Hi there,
for a number of reasons my RNASeq mapping pipeline has been built to generate somewhat more "traditional" coverage data and not read counts as result of the mapping. The net effect is that I am able to generate a number which is equivalent to "average transcript copy number per given amount of (clean, non-junk) sequenced RNA bases."
Would edgeR still be the appropriate package to find differentially expressed genes or should I turn to chip expression packages which exist for technologies like, e.g. Affymetrix?
As a follow-up: if edgeR does not take read length into account, one can use it with any read-length, right? So how about using - as read counts - the total number of bases of those parts of fragments which are covering a gene? This would be equivalent to the number of 1-base reads which mapped to exactly this gene. Would there be hidden traps with that approach?
Well, you'll effectively be counting each fragment multiple times. This would be roughly equivalent to multiplying your original fragment-level counts by the length of each fragment (or at least, the length that overlaps with the gene). edgeR can work with these counts, but there's no advantage in doing so; your counts will increase, but so will your dispersion estimate, so there won't be any gain in power. In fact, there might even be some loss of performance, because any non-NB behaviour of the original counts would be amplified upon multiplication.
The idea being to transform a "average coverage" (==average gene expression) value back to something I do not have atm (well, read counts) but which edgeR needs. I'll give it a try.
Each read is one count and must be treated that way. You can't pretend that a single 100-base read sampled from a single transcript was actually 100 1-base reads independently sampled from 100 different transcripts, since they are certainly not independent of each other. Doing so would greatly overstate your confidence level and lead to many false positives. (Imagine you're doing a t-test with 3 samples in each group, but you instead pretend that each group has 300 samples.) You could obtain approximate counts by counting the total number of bases in a region and then dividing by the read length. This should at least put your numbers on the same scale as raw counts. Passing these approximate counts to edgeR is probably the best you'll be able to do if you can't recover the original reads.

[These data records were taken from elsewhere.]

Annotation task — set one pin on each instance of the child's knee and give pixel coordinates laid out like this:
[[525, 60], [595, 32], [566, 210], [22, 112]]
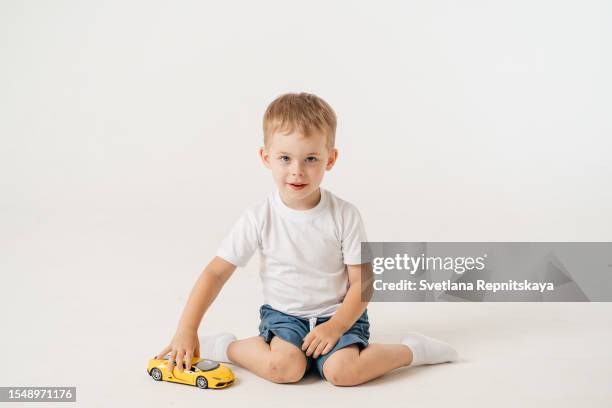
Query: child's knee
[[341, 372], [282, 368]]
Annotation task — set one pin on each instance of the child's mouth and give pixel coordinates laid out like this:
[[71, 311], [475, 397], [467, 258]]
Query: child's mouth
[[296, 186]]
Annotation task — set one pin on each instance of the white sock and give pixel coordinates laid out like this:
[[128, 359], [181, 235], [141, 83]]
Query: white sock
[[215, 347], [426, 350]]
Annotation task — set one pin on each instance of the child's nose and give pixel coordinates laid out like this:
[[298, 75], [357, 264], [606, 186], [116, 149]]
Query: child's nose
[[297, 170]]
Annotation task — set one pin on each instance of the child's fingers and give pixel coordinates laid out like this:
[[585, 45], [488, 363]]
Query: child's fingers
[[187, 360], [180, 359], [319, 349]]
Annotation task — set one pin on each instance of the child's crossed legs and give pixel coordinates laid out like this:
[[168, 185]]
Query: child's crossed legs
[[283, 362]]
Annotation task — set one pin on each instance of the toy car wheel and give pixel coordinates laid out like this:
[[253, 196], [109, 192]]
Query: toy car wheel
[[201, 382], [156, 374]]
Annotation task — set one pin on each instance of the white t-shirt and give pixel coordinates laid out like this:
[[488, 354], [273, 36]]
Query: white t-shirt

A closer analogy would be that, for a t-test with 3 samples in each group, you multiply all observations by some constant (representing your fragment length). This doesn't do any harm, as the scaling factor increases both the difference in the means and the variance estimate, so it cancels out in the t-statistic; but on the same note, it doesn't help either. For the NB model, it's not so simple as the variance changes naturally with the mean. Getting values close to the original counts would be preferable - just for interpretation, if nothing else - so Ryan's advice is still applicable.